Traditional Culture Encyclopedia - Photography and portraiture - What Is Cinema?

What Is Cinema?

Film is silver salt sensitive film, also called film. Made of PC/PP/PET/PVC. Now it generally refers to film, and it can also refer to negative film in printing and plate making. Movies are all black. Generally, there is an English symbol on the corner of the film, which is the film number, indicating which film C, M, Y and K are, and which cmyk (or spot color number) is, indicating what color this film outputs. If not, you can look at the angle of the net to tell what color it is.

Each film (including color film) consists of two basic components: a single or multi-layer latex layer and a film base, which is the support of the latex layer. Emulsion is made of photosensitive particles suspended in gelatin medium. The gelatin on the film is similar to that used in some foods.

The photosensitive substance suspended in gelatin is silver halide particles. This kind of particle is so fine that it can only be observed under a high-power microscope. In the conventional photographic film emulsion of 1 square inch, the content of silver halide crystals is about 40 billion.

Silver halide crystal has the characteristic that its structure will change once exposed to light. The mechanism of this chemical change is not important to us, but the final effect of the change is the most important. How did this change come about? When you shoot, the light shines on the emulsion layer of the film through the lens of the camera. When the light reaches the silver halide crystal, the lump formed by the aggregation of the silver halide crystal is still extremely fine. The amount of light received by the emulsion layer causes the crystal to change and coalesce. That is to say, when light with different intensities irradiates the film, different numbers of crystals in the microscopic field of the film emulsion layer undergo structural changes and coalesce with each other.

Once the film is exposed, it immediately produces a latent image-an invisible image. The film must be developed to turn the latent image into a visible and solid image. When the film is developed, the silver halide crystal whose structure has changed will turn into an aggregate of black metallic silver particles, thus producing a negative image. The non-sensitive crystals on the film, that is, the crystals with no structural changes, are washed away by a chemical called fixing agent, making these parts appear light gray or transparent. The result is that the dark (thick) part of the negative image is the exposed part; The bright (thin) part is the part with less exposure; The completely transparent part is the part that is not irradiated by light. This is the basic process of black-and-white film recording images.
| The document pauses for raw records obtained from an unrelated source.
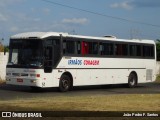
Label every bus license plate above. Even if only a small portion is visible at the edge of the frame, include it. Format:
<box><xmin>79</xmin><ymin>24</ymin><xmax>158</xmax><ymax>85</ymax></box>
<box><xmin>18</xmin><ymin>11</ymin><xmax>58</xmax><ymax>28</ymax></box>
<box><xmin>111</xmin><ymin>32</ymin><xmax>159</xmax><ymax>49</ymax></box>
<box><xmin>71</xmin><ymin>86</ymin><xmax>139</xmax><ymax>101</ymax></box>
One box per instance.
<box><xmin>17</xmin><ymin>79</ymin><xmax>23</xmax><ymax>82</ymax></box>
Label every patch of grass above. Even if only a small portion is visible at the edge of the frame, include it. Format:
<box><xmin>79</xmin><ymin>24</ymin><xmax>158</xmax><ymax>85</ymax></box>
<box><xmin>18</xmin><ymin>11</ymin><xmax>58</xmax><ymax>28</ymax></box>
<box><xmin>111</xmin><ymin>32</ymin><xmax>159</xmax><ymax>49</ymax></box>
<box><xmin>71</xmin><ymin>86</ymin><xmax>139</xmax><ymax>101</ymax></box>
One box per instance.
<box><xmin>0</xmin><ymin>94</ymin><xmax>160</xmax><ymax>111</ymax></box>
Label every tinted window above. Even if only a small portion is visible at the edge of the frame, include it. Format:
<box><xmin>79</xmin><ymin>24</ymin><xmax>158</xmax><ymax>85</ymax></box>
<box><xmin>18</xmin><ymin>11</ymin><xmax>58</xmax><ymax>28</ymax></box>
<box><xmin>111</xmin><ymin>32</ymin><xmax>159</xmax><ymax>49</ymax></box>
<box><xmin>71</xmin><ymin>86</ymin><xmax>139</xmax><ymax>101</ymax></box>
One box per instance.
<box><xmin>63</xmin><ymin>40</ymin><xmax>75</xmax><ymax>54</ymax></box>
<box><xmin>115</xmin><ymin>44</ymin><xmax>128</xmax><ymax>56</ymax></box>
<box><xmin>143</xmin><ymin>45</ymin><xmax>154</xmax><ymax>57</ymax></box>
<box><xmin>100</xmin><ymin>43</ymin><xmax>113</xmax><ymax>55</ymax></box>
<box><xmin>129</xmin><ymin>45</ymin><xmax>142</xmax><ymax>56</ymax></box>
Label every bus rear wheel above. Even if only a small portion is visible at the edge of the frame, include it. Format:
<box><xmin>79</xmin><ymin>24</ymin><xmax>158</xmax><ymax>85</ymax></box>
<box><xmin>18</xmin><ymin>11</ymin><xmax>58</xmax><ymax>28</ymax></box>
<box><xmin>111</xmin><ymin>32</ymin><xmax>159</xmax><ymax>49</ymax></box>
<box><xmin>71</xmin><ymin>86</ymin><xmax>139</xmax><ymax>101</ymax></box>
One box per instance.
<box><xmin>128</xmin><ymin>73</ymin><xmax>137</xmax><ymax>88</ymax></box>
<box><xmin>59</xmin><ymin>75</ymin><xmax>71</xmax><ymax>92</ymax></box>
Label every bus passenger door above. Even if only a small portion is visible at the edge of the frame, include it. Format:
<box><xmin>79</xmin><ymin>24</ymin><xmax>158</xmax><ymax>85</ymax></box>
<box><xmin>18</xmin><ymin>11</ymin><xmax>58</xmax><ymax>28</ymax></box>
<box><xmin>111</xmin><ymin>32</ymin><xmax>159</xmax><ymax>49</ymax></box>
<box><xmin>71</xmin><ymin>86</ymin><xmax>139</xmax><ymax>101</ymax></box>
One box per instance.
<box><xmin>44</xmin><ymin>46</ymin><xmax>53</xmax><ymax>73</ymax></box>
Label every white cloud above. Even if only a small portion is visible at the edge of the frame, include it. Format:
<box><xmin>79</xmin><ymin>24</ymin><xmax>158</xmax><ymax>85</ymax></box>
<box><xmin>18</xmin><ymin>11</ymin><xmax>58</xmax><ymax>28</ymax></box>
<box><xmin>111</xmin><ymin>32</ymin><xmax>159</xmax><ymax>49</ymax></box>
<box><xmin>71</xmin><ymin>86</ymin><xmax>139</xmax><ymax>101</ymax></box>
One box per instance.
<box><xmin>62</xmin><ymin>18</ymin><xmax>88</xmax><ymax>25</ymax></box>
<box><xmin>110</xmin><ymin>1</ymin><xmax>133</xmax><ymax>10</ymax></box>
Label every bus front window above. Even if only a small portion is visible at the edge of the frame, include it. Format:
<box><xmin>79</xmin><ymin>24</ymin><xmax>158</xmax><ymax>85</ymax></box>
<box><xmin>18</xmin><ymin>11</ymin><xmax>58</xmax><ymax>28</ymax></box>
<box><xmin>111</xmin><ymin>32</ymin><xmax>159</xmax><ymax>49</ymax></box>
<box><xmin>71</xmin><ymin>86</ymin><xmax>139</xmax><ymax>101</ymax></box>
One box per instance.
<box><xmin>8</xmin><ymin>40</ymin><xmax>43</xmax><ymax>67</ymax></box>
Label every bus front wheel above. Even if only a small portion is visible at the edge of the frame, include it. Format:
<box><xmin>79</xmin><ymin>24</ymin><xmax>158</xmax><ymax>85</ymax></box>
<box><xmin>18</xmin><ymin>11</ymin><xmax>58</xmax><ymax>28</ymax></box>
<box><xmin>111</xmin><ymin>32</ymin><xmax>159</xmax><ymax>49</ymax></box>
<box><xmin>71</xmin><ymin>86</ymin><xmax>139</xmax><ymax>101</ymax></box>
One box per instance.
<box><xmin>59</xmin><ymin>75</ymin><xmax>71</xmax><ymax>92</ymax></box>
<box><xmin>128</xmin><ymin>73</ymin><xmax>137</xmax><ymax>88</ymax></box>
Color film has three emulsion layers, and each emulsion layer also contains different organic compounds that can produce dyes, which are called couplers. They are colorless in themselves, but in the process of color development, they can be coupled with the oxides of color developers to become colored dyes. For negative film, the coupling agent contained in the upper blind emulsion forms yellow, the middle layer forms magenta and the lower layer forms cyan during color development, which is the developed color film. By enlarging or projecting the image on photographic paper or developing the reverse film, the yellow in the upper layer of the film becomes its complementary blue, the middle layer becomes green and the lower layer becomes red, and we get the same color photos or transparent reverse films as the natural state. This is the basic process of recording images with color film.